Nilüfer Coşkun ise yargısal eylemcilik ile ilgili makalesini şu cümlelerle sonuçlandırmaktadır: “1982 Anayasası kapsam, anlam, sınır ve amaç bakımından muğlak düzenlemeler içermektedir. Anayasa’nın önsöz kısmında ve başlangıç hükümlerinde kendini gösteren bu düzenlemeler, birtakım ideolojik kaygılarla yargısal denetim yapılması durumunda olumsuz bir aktivist tutum oluşturma tehlikesine yol açar. Nitekim Anayasa Mahkemesi de, bu düzenlemelerde geçen özellikle laiklik ve milliyetçilikten doğan bölünmez bütünlük ilkesini kararlarında vurgulayarak ve demokrasiyi sürekli bu ilkelerle birlikte değerlendirerek devletçi yapıyı kuvvetle somutlaştırmış ve genel siyasi ideolojisini yansıtmıştır. Bu durum da Türkiye’de liberal bir hukuk anlayışı ve hak temelli bir resmi ideoloji anlayışı hâkim olana kadar; anayasanın anlamlandırılması, siyasal çatışma ortamının mevcudiyeti, Anayasa Mahkemesi’nin demokratik meşruluğu ve yargısal aktivizm tartışmalarının şiddetlenerek devam etmesi demektir.” [5]

Konuyla ilgili makalesinde Prof. Dr. Hasan Tahsin Fendoğlu şu yargıya varmaktadır: “Anayasa Mahkemesi ile Yargıtay arasındaki farklı görüşün çözümlemesi, öncelikle kendi ellerinde daha sonra Meclis’in takdirindedir. Kendileri çözemediği takdirde, ya yeni bir anayasa veya anayasa değişikliği veya kısmen kanunla sorun çözülebilir. Aksi halde hukuk devleti, yargıya güven, yüksek mahkemelerin güvenirliliği, yok saymanın yargıya getireceği olumsuzluklar sistemi zaafa uğratacak, ülkemiz zarar görecek ve bundan yargının da kazancı olmayacaktır. Yargımızın zayıf taraflarının tahkim edilmesi ile yargı kurumu güçlenecek, sorunlar daha rahat çözülebilecektir.” [6]
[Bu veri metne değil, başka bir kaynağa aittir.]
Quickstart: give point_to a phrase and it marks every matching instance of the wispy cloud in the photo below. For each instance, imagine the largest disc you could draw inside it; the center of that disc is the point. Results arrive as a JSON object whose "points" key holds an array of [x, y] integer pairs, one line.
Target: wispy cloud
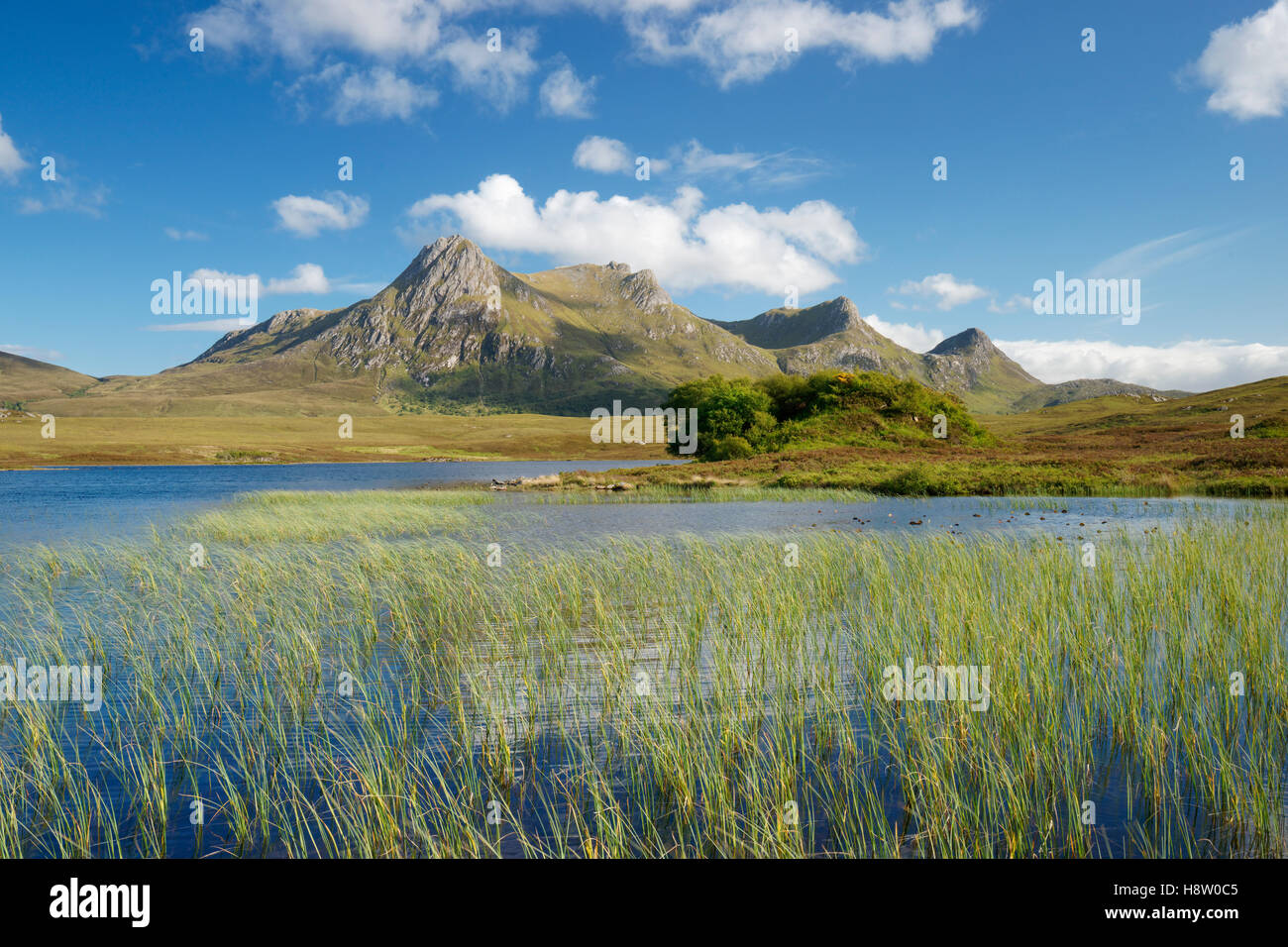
{"points": [[944, 290], [65, 195], [1153, 256], [11, 161], [733, 247], [746, 40], [175, 234], [1190, 367], [566, 95], [694, 159]]}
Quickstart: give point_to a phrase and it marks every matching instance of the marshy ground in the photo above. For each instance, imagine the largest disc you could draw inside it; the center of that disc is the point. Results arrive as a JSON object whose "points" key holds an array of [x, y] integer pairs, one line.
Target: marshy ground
{"points": [[407, 674]]}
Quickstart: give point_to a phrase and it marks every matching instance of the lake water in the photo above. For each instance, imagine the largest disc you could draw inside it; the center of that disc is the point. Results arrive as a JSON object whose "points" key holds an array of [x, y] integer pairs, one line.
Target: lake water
{"points": [[104, 502]]}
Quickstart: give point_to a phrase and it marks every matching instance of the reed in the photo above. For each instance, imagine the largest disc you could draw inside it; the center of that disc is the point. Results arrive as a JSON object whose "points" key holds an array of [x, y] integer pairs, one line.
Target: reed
{"points": [[348, 677]]}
Bu konuda yayınlanmış bir doktora tezinde ise şu saptamalar yer almaktadır: “Türk Anayasa Mahkemesi kuruluşundan itibaren sıklıkla juristokrasi ile suçlanmasına neden olan ideoloji eksenli birçok karar vermiştir. Fakat 2010 yılındaki anayasa değişiklikleriyle mahkemenin yapısında geçerli olan birçok değişiklik ve bireysel başvuru hakkı ile mahkeme ideoloji eksenli yaklaşımdan hak eksenli bir yaklaşıma doğru evrildiği söylenebilir. Bu değişiklikler özellikle bireysel başvurular sonucunda mahkemenin vermiş olduğu değişik hak ihlali kararlarında görülebilir. 2019 yılının Eylül ayı itibariyle mahkeme yaklaşık 8038 bireysel başvuruda en az bir hakkın ihlal edildiği kararını vererek19, çok sayıda hak ihlalini engellemiştir. Bu kararların bazıları başvuranın popüler kişiliği nedeniyle gündeme gelmiş, toplumda tartışma yaratmış ve değişik kararlarda farklı siyasal kutuplardan farklı tepkiler almıştır. Bu tepkiler ne kadar mahkeme hakkında tartışma açmış olsa da kamuoyuna yansıyan bazı önemli kararlara değişik siyasi kutupların veya partilerin benimsedikleri ve şiddetle karşı çıktıkları birçok dava bulunmaktadır. Mahkeme bir kararında herhangi bir siyasal kutuptan eleştiri alırken, diğer bir kararıyla karşıt siyasal kutuptaki görüşler tarafından eleştiriliyorsa, Mahkemenin belirli bir siyasal ideoloji veya görüşe göre hareket etmediği öne sürülebilir.” [7]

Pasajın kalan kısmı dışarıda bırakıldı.